A friend has left his wife for another woman. “I don’t believe he’s behaved badly, said one of my other buddies. I don’t think it necessarily reflects badly on him,” he concluded.

The husband and wife had (apparently) been on the rocks for a while and were living somewhat apart.

This is the line I tell myself to give him the benefit of the doubt. However, I was quick to say that it did, indeed, reflect quite badly on him. Either have the courage to end the current relationship and then wait a good while before shacking up with somebody else, or maintain the current relationship, and overcome your petulant and carnal desires.

Ooh, I know. I sound tough, don’t I? I wasn’t always like this. I used to be lenient. I used to talk about free love and romance and being swept up in emotions that you simply couldn’t control. And then I grew up. This is, apparently, what a certain friend of mine should have done.

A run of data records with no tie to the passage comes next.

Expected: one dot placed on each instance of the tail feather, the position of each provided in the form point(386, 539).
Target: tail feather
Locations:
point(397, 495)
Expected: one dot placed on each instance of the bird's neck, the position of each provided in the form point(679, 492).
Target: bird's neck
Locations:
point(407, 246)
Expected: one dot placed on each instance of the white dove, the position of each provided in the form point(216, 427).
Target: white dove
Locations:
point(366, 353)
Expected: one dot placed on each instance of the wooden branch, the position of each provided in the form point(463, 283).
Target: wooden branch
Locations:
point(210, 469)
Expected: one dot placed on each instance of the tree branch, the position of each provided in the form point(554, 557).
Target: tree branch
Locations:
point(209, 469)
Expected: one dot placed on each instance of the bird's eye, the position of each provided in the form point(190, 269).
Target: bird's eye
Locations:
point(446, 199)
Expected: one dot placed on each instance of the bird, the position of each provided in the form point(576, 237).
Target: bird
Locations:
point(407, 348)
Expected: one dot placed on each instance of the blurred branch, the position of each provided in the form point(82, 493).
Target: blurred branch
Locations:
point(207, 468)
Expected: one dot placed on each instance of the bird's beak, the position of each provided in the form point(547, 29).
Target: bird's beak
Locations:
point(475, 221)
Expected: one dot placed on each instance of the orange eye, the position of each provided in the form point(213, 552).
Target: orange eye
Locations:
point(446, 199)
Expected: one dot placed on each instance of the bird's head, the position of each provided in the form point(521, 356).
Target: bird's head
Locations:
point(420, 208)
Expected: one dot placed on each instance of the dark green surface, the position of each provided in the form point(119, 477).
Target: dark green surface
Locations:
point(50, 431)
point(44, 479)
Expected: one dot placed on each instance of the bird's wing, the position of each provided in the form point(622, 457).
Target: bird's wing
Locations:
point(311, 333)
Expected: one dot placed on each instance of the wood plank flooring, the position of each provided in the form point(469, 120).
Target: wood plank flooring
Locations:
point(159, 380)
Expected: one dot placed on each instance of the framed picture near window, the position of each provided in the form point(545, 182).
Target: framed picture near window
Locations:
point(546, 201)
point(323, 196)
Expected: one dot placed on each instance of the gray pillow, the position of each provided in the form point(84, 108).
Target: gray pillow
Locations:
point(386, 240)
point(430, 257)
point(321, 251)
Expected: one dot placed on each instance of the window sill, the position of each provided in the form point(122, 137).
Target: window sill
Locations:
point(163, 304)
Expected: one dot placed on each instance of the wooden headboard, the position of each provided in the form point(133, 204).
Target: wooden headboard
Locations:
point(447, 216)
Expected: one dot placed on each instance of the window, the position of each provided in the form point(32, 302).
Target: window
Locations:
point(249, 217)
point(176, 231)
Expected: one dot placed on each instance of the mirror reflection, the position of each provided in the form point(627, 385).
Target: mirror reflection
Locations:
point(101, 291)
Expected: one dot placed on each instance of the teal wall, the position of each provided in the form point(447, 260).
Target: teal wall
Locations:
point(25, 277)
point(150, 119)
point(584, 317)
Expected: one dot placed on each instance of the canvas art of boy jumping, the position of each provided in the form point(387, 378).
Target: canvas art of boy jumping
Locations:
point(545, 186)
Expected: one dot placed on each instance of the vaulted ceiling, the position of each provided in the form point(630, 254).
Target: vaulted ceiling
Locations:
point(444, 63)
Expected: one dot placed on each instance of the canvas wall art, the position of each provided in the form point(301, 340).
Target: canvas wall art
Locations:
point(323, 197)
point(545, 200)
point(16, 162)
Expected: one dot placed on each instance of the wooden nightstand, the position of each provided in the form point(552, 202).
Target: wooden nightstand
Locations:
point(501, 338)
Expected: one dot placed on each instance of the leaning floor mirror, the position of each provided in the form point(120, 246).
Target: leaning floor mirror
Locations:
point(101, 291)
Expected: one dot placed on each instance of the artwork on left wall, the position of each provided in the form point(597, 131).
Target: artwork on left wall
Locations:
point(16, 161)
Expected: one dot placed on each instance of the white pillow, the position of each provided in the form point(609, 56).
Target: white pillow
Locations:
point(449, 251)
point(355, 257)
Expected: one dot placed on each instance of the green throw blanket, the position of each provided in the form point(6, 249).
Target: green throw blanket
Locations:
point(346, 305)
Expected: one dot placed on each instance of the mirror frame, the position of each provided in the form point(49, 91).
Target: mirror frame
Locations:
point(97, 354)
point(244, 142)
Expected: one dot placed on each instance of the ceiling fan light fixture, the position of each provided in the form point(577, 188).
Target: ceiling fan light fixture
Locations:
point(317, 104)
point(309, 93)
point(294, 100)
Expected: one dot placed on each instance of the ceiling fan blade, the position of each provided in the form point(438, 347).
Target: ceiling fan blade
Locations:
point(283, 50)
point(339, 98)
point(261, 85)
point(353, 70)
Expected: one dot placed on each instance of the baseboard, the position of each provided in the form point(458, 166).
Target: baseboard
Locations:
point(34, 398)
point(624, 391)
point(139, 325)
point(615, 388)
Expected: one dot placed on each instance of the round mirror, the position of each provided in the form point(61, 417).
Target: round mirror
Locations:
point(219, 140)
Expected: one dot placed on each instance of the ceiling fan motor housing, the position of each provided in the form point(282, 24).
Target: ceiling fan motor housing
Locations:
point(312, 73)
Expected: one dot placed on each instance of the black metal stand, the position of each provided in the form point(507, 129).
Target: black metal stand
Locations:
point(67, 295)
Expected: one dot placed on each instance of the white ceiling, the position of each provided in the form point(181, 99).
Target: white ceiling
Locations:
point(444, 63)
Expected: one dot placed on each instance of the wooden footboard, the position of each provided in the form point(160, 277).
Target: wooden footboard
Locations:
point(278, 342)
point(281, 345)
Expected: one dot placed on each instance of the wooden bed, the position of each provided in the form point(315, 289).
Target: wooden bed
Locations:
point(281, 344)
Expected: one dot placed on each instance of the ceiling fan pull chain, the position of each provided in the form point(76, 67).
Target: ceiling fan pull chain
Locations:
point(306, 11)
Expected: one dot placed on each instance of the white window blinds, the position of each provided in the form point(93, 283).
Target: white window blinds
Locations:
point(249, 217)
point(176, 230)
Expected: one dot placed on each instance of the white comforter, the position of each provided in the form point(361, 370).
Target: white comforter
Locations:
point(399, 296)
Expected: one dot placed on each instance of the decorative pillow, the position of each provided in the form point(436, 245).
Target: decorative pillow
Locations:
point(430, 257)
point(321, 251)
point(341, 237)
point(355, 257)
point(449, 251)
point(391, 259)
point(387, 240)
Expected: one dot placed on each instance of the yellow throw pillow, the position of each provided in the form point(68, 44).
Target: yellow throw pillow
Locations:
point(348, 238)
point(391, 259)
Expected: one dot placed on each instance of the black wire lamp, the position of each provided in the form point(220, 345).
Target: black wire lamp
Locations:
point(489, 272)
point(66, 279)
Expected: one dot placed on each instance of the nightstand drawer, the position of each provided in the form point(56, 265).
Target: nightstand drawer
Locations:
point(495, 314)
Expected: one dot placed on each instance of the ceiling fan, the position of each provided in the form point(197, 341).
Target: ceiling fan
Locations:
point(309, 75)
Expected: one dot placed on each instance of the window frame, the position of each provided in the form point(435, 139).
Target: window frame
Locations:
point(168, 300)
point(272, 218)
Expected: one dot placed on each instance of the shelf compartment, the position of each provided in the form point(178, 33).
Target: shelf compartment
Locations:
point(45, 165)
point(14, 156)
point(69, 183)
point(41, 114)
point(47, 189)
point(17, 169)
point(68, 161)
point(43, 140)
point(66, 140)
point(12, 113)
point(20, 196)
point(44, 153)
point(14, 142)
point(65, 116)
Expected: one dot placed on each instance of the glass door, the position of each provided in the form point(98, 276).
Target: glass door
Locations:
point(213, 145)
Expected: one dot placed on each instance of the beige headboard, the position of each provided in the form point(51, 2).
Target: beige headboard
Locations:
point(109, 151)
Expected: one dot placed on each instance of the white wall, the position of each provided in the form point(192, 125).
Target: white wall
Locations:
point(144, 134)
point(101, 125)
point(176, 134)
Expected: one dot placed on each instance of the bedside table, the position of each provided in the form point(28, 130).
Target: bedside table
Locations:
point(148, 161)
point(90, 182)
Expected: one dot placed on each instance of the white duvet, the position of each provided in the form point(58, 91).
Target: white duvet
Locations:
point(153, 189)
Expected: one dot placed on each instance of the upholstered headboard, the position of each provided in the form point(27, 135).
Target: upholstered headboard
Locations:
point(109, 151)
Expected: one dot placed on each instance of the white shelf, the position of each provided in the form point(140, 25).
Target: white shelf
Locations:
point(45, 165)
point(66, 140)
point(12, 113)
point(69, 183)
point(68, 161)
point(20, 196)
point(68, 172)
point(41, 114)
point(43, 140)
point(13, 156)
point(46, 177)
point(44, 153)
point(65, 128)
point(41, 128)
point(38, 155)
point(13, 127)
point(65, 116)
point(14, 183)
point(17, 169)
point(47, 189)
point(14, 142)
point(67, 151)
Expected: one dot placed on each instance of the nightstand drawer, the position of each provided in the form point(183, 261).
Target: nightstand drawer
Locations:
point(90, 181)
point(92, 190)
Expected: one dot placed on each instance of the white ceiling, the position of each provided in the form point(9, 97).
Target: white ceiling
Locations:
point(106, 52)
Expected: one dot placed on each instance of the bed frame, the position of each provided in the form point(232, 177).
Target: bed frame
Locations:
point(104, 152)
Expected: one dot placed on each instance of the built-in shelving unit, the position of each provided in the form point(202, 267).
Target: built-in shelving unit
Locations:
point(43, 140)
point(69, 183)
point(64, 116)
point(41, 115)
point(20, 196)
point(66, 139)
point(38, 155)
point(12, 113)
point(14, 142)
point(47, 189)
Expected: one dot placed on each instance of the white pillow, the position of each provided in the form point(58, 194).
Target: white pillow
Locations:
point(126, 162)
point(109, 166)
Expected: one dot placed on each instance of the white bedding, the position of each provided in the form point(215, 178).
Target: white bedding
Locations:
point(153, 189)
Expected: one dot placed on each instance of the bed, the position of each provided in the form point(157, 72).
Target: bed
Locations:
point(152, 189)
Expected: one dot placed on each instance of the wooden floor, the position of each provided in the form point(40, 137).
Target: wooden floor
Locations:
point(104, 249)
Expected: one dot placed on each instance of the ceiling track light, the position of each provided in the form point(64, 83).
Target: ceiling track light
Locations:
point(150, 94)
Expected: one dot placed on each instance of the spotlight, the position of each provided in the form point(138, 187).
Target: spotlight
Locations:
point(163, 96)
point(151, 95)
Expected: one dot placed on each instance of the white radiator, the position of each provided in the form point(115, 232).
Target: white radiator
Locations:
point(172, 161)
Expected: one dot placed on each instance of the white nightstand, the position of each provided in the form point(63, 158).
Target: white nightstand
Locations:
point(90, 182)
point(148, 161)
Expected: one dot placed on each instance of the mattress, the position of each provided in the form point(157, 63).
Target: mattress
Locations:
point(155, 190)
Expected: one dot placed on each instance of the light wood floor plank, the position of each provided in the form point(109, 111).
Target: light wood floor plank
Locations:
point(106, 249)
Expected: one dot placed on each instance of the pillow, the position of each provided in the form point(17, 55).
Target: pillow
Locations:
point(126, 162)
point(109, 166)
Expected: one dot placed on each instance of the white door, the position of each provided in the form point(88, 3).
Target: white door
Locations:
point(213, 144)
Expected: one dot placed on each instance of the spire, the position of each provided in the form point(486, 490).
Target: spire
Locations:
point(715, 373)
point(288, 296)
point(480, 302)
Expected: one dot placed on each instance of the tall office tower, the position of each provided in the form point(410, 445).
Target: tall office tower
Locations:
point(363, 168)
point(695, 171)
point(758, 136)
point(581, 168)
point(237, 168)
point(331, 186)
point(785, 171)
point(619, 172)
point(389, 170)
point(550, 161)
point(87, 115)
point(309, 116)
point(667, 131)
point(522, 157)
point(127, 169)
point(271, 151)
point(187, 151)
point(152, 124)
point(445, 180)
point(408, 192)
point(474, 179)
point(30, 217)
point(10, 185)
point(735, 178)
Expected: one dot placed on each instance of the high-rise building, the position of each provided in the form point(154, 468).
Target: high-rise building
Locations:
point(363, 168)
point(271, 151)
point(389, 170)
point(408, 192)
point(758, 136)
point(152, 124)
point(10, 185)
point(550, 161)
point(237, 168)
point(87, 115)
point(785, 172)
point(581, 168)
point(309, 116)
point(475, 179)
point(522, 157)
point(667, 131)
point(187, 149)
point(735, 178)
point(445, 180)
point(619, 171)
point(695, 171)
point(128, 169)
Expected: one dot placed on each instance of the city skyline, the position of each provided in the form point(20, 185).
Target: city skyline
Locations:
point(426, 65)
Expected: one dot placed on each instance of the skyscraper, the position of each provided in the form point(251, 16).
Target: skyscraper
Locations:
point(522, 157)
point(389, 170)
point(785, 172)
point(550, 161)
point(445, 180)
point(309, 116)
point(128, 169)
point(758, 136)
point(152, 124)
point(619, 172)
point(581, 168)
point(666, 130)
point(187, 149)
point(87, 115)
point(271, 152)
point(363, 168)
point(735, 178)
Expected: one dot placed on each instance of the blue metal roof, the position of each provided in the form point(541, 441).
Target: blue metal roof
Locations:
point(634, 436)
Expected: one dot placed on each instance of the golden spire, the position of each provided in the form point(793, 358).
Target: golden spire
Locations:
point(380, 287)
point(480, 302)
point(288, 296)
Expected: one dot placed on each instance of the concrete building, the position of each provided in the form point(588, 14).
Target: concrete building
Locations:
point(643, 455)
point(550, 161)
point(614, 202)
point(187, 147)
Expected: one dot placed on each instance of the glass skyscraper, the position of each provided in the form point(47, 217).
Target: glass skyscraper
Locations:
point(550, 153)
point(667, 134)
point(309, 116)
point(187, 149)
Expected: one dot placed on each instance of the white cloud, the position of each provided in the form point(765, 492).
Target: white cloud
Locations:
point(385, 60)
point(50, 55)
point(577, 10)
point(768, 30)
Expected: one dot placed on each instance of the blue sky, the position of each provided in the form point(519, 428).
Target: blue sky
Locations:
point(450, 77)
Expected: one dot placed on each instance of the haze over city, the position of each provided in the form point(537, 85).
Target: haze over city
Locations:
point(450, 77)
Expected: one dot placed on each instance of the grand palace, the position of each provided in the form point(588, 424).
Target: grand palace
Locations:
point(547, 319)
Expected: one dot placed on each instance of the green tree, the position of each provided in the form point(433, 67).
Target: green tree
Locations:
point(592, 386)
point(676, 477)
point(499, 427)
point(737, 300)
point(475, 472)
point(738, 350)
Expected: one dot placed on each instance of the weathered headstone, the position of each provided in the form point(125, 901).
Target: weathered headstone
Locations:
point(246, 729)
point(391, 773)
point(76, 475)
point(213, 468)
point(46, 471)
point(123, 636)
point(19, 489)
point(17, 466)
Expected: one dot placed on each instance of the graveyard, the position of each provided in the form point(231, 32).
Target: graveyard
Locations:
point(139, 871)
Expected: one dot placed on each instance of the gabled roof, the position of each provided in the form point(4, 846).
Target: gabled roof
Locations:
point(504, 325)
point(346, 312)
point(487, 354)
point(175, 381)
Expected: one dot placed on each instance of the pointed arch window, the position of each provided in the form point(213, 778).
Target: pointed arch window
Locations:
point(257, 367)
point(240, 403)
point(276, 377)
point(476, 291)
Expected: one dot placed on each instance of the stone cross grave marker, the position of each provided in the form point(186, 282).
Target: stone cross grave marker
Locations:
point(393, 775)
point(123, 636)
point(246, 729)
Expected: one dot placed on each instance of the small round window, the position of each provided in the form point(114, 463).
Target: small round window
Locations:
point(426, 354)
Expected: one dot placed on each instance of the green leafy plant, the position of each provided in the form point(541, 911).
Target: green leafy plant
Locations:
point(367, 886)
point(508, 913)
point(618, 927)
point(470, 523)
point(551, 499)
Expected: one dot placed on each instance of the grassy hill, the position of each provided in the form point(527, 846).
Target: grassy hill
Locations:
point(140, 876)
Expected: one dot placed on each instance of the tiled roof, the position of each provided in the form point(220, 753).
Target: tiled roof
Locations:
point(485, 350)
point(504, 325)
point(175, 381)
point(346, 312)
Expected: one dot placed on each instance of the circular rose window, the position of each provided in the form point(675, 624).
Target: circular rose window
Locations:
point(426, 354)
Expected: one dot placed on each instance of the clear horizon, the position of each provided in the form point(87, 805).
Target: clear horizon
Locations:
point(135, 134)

Don’t get me wrong, I can appreciate a good extra-marital crush.

I fully understand that a pretty face, a knowing smile or an absurd knowledge of the entire Monty Python collection (it takes all sorts) can turn our heads.

I’m not getting on my moral high horse. No – I’m on my moral stallion. I just don’t think we can continue making excuses for people who so selfishly and wilfully hurt another person – especially not another person they’ve promised their lives to, and felt compelled enough to have children with.

Look, there’s a way to leave somebody. If you really decide that you no longer love your spouse there is a way to honour that person, to show them respect and exit gracefully.

And then wait a reasonable time before shacking up with the love of your life down the road.

And no, for the record, I’ve never been hurt in this way: my anger doesn’t come from any personal pain.

When I was a teenager I was a big, smooshy romantic. I still am, in various ways. But I’m no longer one of those romantics who suddenly swoon, exclaiming, “the heart wants what the heart wants” before running off with the gardener. Because I’ve learnt that the heart is a selfish, fickle little muscle with as much integrity as Scarlett Johansson in a SodaStream ad.